Appaloosa acquired a 9.5% stake in TerraForm on December 2 and has since accused the company's management of acting more in the interest of SunEdison than its own shareholders, according to Bloomberg.
On December 9, SunEdison announced that TerraForm would pay about $799 million for rooftop panel installer Vivint Solar's (VSLR) portfolio, which was lower than the initial purchase price of $922 million, according to CNBC.
TerraForm Power shares are down 3.04% to $12.07.
Recently, TheStreet Ratings objectively rated this stock according to its "risk-adjusted" total return prospect over a 12-month investment horizon. Not based on the news in any given day, the rating may differ from Jim Cramer's view or that of this articles's author. TheStreet Ratings has this to say about the recommendation:
We rate SUNEDISON INC as a Sell with a ratings score of D. This is driven by several weaknesses, which we believe should have a greater impact than any strengths, and could make it more difficult for investors to achieve positive results compared to most of the stocks we cover. The company's weaknesses can be seen in multiple areas, such as its generally high debt management risk, generally disappointing historical performance in the stock itself and feeble growth in its earnings per share.
Highlights from the analysis by TheStreet Ratings Team goes as follows:
- The debt-to-equity ratio is very high at 8.33 and currently higher than the industry average, implying increased risk associated with the management of debt levels within the company. Along with the unfavorable debt-to-equity ratio, SUNE maintains a poor quick ratio of 0.76, which illustrates the inability to avoid short-term cash problems.
- Looking at the price performance of SUNE's shares over the past 12 months, there is not much good news to report: the stock is down 67.45%, and it has underformed the S&P 500 Index. In addition, the company's earnings per share are lower today than the year-earlier quarter. Naturally, the overall market trend is bound to be a significant factor. However, in one sense, the stock's sharp decline last year is a positive for future investors, making it cheaper (in proportion to its earnings over the past year) than most other stocks in its industry. But due to other concerns, we feel the stock is still not a good buy right now.
- SUNEDISON INC's earnings per share declined by 19.5% in the most recent quarter compared to the same quarter a year ago. The company has reported a trend of declining earnings per share over the past two years. However, the consensus estimate suggests that this trend should reverse in the coming year. During the past fiscal year, SUNEDISON INC reported poor results of -$4.12 versus -$2.39 in the prior year.
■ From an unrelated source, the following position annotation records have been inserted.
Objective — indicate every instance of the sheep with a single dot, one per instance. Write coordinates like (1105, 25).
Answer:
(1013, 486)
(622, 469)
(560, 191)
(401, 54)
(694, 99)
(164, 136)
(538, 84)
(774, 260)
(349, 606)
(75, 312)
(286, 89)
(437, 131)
This year, the market expects an improvement in earnings (-$3.59 versus -$4.12).
- The company's current return on equity greatly increased when compared to its ROE from the same quarter one year prior. This is a signal of significant strength within the corporation. Compared to other companies in the Semiconductors & Semiconductor Equipment industry and the overall market, SUNEDISON INC's return on equity significantly trails that of both the industry average and the S&P 500.
- The net income growth from the same quarter one year ago has exceeded that of the S&P 500 and the Semiconductors & Semiconductor Equipment industry average. The net income has remained constant at -$284.00 million when compared to the same quarter one year ago.